They also recommend that shareholders accept the offer.

The $1.32b takeover offer for Sinarmas Land by Lyon Investments has been deemed ‘not fair’ but ‘reasonable’ by W Capital Markets Pte. Ltd, the independent financial advisor (IFA) appointed to advise the company’s Independent Directors.

In March, Sinarmas Land received a takeover offer from Lyon Investments, an entity controlled by Indonesia’s billionaire Widjaja family.

Lyon Investments made a voluntary, unconditional cash offer for all the shares in Sinarmas Land that it does not own at $0.31 apiece, adding that it was making the offer to delist the company from SGX’s mainboard. The company currently holds about 70.3% of the total number of issued shares in Sinarmas Land.

The offer price represents a 12.7% premium over Sinarmas Land’s last traded price of $0.275 per share on Mar 24, before the company called for a trading halt on 25 March.

According to W Capital Markets, it considers the offer ‘not fair’ because whilst the offer price is about 63.6% lower than the company’s net asset value (NAV) per share, Sinarmas Land’s shares have usually traded at a discount. Over the past three years, the average price investors were willing to pay was around 26.3% of the NAV.

Compared to similar property companies in Indonesia, the price offered for Sinarmas Land values it at about 0.36 times its NAV. This falls within the industry range, from as low as 0.16 times to as high as 7.5 times. The offer is slightly above the median (middle value) of 0.35 times but below the average (mean) of 0.41 times.

For comparable companies in Singapore, the offer values Sinarmas Land at 0.36 times its NAV,, which is within the range of 0.24 to 0.58 times. This is above the median of 0.33 times but below the mean of 0.37 times.

When looking at earnings-based valuation multiples, the Group's Enterprise Value to Earnings Before Interest, Taxes, Depreciation, and Amortisation (EV/EBITDA) ratio of 4.8 times falls within the range of both Indonesian and Singaporean companies. It matches the mean for both groups but is below the median for Indonesian companies and lower than both the median and average for Singaporean companies. The Group’s adjusted Price-to-Earnings Ratio (PER) of 5.3 times is higher than both the average and median for Indonesian companies but falls outside the range of similar companies in Singapore.

The offer price was also below the IFA’s estimated range of S$0.350 to S$0.361 per share.

However, W Capital Markets noted that the offer price of $0.31 represents a premium of about 16.5%, 0.5%, 5.6%, and 17.1% over the 12-month, 6-month, 3-month, and 1-month volume-weighted average prices (VWAP) of the shares, respectively, up to the last full market day.

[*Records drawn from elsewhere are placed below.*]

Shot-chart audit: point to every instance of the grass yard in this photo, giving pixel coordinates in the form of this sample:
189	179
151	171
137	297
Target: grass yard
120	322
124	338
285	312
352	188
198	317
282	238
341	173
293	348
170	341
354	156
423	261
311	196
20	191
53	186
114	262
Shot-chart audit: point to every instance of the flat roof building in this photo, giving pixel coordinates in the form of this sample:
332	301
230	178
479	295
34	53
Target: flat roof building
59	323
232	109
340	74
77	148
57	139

Additionally, since the offer announcement, shares have closed above the offer price every day, with the VWAP standing at -$0.325.

The premiums implied by the offer price, 12.7% over the last transaction price and 17.1% over the 1-month VWAP, are also consistent with those seen in prior privatisation transactions that were considered fair and reasonable.

While the offer price premiums align with those seen in previous property privatisation deals, the price-to-net asset value (P/NAV) implied by the offer is lower than in similar transactions.

W Capital Markets said that ‘the likelihood of competing offers is remote’.

“We advise the Independent Directors to recommend shareholders to accept the offer. Shareholders who wish to realise their investment in the company can choose to sell their shares in the open market if they can obtain a price higher than the offer price, after taking into account all transaction costs with open market transactions,” W Capital Markets said.